World Heritage Site
In 2001 the Jurassic Coast became a World Heritage Site.
It is a 95 mile stretch of English Channel coast in the South of England. Stretching from Orcombe Point near Exmouth in East Devon to Old Harry Rocks near Swanage in East Dorset, its entire length can be walked on the South West Coast Path.
Considered one of the United Kingdoms natural wonders, the Jurassic Coast has excellent examples of geological landforms.
This is a perfectly formed limestone arch joined to the chalk on the mainland by a 400ft band of rock.
This is one of the world’s best examples of a true cove. If a picture of this were to be put in a dictionary, no words would be needed to describe a cove.
Isle of Portland
This is an example of a tied island. What was once an island is now joined to the mainland by a spit of beach material, such as sand or shingle.
This is one of only three major shingle structures in England. It joins the Isle of Portland to the mainland.

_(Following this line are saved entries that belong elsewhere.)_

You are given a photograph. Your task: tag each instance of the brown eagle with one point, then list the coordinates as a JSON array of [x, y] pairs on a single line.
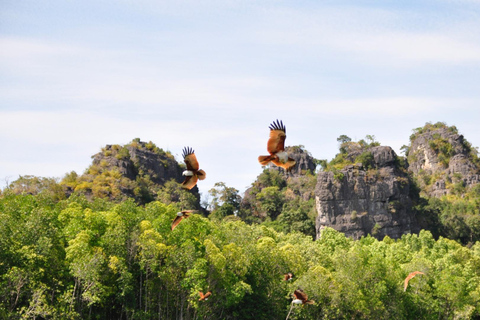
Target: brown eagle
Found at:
[[192, 174], [276, 147]]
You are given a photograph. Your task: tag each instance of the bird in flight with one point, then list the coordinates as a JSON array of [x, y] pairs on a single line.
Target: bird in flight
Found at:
[[288, 276], [180, 216], [410, 276], [204, 296], [301, 298], [192, 174], [276, 147]]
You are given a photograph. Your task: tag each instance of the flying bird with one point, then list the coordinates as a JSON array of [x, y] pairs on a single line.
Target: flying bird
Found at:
[[301, 297], [180, 216], [410, 276], [276, 147], [193, 173], [204, 296]]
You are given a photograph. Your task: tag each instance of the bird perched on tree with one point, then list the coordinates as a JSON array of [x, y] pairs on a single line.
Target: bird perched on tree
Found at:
[[180, 216], [301, 297], [276, 147], [192, 174], [410, 276], [204, 296]]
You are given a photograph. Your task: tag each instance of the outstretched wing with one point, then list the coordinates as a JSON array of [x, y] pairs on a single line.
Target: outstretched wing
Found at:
[[190, 182], [176, 221], [190, 159], [410, 276], [300, 295], [287, 165], [276, 142]]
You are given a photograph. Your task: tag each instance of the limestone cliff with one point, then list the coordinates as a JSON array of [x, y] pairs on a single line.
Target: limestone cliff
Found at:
[[360, 200], [137, 170], [442, 160]]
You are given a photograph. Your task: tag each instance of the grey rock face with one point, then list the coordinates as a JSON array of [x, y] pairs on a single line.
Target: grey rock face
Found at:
[[424, 160], [366, 202]]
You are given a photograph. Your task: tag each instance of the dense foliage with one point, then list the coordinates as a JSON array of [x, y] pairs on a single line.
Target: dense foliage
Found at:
[[79, 259]]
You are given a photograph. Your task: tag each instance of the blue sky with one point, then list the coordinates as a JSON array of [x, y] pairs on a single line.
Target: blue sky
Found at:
[[77, 75]]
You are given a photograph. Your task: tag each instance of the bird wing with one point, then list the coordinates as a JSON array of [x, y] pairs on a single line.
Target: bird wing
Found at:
[[190, 182], [190, 159], [300, 295], [287, 165], [176, 221], [410, 276], [276, 142]]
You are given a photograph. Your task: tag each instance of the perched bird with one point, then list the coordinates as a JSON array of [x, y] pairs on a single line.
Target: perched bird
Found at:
[[410, 276], [192, 174], [288, 276], [276, 147], [301, 297], [204, 296], [180, 216]]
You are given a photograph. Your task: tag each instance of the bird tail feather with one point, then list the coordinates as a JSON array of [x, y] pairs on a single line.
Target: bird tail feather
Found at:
[[201, 174], [264, 160]]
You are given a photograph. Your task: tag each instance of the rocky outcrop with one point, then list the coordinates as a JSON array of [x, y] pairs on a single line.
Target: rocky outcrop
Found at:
[[137, 170], [304, 162], [358, 202], [441, 158], [159, 165]]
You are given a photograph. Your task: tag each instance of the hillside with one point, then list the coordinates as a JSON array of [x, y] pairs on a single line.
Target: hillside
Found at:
[[100, 246]]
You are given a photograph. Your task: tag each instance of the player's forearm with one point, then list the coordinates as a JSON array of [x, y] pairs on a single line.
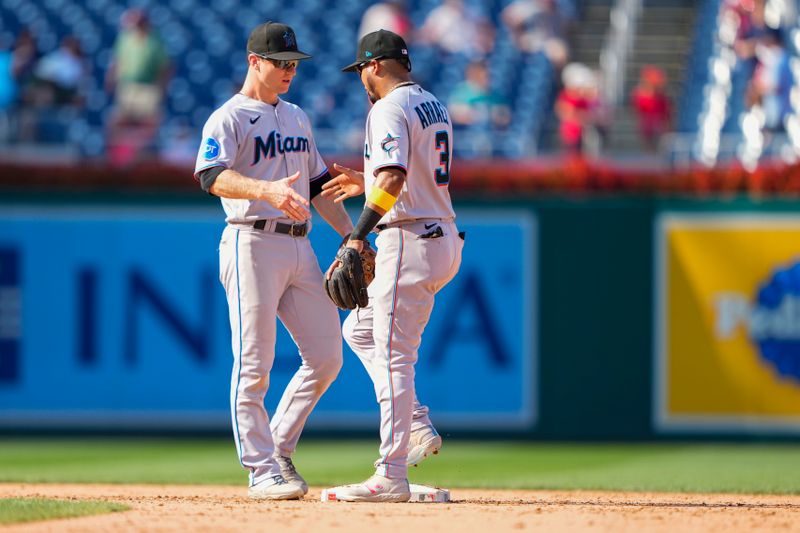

Over the years this shingle has grown in height and is now 48ft above the high tide mark and protects a lagoon to its landward side.
With a name like Jurassic Coast you may be forgiven if you expected to find Dinosaurs.
It got its name because its cliffs depict 180 million years of geological history, spanning the Mesozoic era, which included the Jurassic period.
Having said that: because of the history in the cliffs many geologists do studies in the area.
Mary Anning, a local paleontologist did make some famous discoveries along this coast. Her finds included the first Ichthyosaur skeleton, the first two plesiosaur skeletons and the first pterosaur skeleton outside of Germany.
So after all, perhaps there is a chance you could see a dinosaur.